Luigi Rizzo, 1st Count of Grado and Premuda, nicknamed the Sinker, was an Italian admiral. He is mostly known for his distinguished service in World War I; as a torpedo boat commander having sunk no fewer than two Austro-Hungarian battleships.

Biography

He was born in Milazzo on October 8,1887 in a family with a strong tradition of Merchant Marine Captains. After receiving his training at the Naval Academy in Livorno, on March 17, 1912 Rizzo was appointed a ship-of-the-line sub-lieutenant of the Italian Navy. He saw action in the First World War when he conducted several spectacular raids as commander of torpedo boats against ships of the Austro-Hungarian Navy.
In December 1917, Rizzo sank the Austro-Hungarian pre-dreadnought battleship SMS Wien while she was at anchor inside the defences of Trieste harbour.
On 10 February 1918, three MAS boats attacked Austrian shipping inside the harbour of Bakar, a port in an enclosed bay near Fiume at the head of the Kvarner Gulf. As it lay 80 km in a sheltered waterway, it was thought to be beyond attack, so the raid was intended as a psychological assault as well as a physical one. It became widely known as the Bakar mockery.
On 10 June 1918 Rizzo sank the large battleship SMS Szent István off Premuda. The sinking of the 21,700-ton ship, the greatest success of any MAS torpedo boat, is considered an important part of Italian naval history and is celebrated by the Italian Navy on 10 June every year.
In 1919 Rizzo took part in the seizure of the city of Fiume led by Gabriele d'Annunzio. He retired from active service in 1920 with the rank of commander.
He received the Gold Medal of Military Valor, the Silver Medal, the Cross of War, and was a knight of the Order of the Crown of Italy.
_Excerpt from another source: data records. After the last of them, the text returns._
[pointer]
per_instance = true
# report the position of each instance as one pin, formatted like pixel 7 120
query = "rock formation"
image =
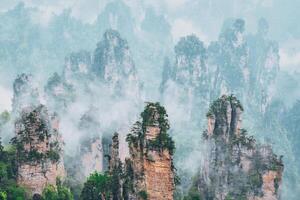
pixel 235 166
pixel 59 93
pixel 188 81
pixel 151 156
pixel 113 65
pixel 39 149
pixel 91 148
pixel 25 93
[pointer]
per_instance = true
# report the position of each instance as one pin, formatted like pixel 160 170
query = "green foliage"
pixel 3 195
pixel 193 194
pixel 143 194
pixel 4 117
pixel 156 115
pixel 219 106
pixel 16 192
pixel 59 192
pixel 50 193
pixel 8 172
pixel 97 187
pixel 190 46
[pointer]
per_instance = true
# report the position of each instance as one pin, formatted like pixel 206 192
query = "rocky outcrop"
pixel 235 165
pixel 39 149
pixel 59 93
pixel 151 156
pixel 25 93
pixel 113 65
pixel 91 148
pixel 188 81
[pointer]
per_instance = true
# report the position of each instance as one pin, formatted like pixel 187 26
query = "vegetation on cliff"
pixel 9 190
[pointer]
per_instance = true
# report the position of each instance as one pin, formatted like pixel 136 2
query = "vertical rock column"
pixel 151 150
pixel 39 149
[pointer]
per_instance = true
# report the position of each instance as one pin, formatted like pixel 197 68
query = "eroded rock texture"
pixel 235 166
pixel 151 156
pixel 39 149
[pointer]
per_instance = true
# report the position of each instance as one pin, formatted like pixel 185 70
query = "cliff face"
pixel 91 148
pixel 25 92
pixel 151 156
pixel 187 82
pixel 39 149
pixel 235 165
pixel 113 64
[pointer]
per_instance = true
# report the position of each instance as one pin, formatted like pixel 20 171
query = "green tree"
pixel 97 186
pixel 59 192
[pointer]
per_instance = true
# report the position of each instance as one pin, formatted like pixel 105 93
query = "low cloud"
pixel 5 99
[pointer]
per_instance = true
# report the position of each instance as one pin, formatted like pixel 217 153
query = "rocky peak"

France awarded Rizzo the Croix de guerre and made him a knight of the Légion d'honneur; the United Kingdom honoured him with its Distinguished Service Order; and the President of the United States awarded him the Navy Distinguished Service Medal.
Admiral Miklós Horthy, Commander-in-Chief of the Austro-Hungarian Fleet in WWI and leader of the Otranto Raid which saw the sinking of SMS Szent István, as Regent of the Kingdom of Hungary awarded Rizzo the Royal Hungarian Order of Saint Stephen.
In his later life, Rizzo worked in shipping businesses and shipyards, and volunteered during the Second Italo-Abyssinian War.
He eventually rose to the rank of Divisional Admiral and was ennobled by King Victor Emmanuel III of Italy, taking the victory title of Conte di Grado e di Premuda.
In September 1943, after he ordered the sinking of sevearal ships to prevent them from being commandeered by the Nazis, Rizzo was charged with sabotage and deported to Austria initially to the Klagenfurt military prison and later to the confinement residence in Hirschegg where he was reached by his daughter Maria Guglielmina, After the end of the war they returned to Italy. Admiral Luigi Rizzo died in Rome on June 27, 1951 after a long illness.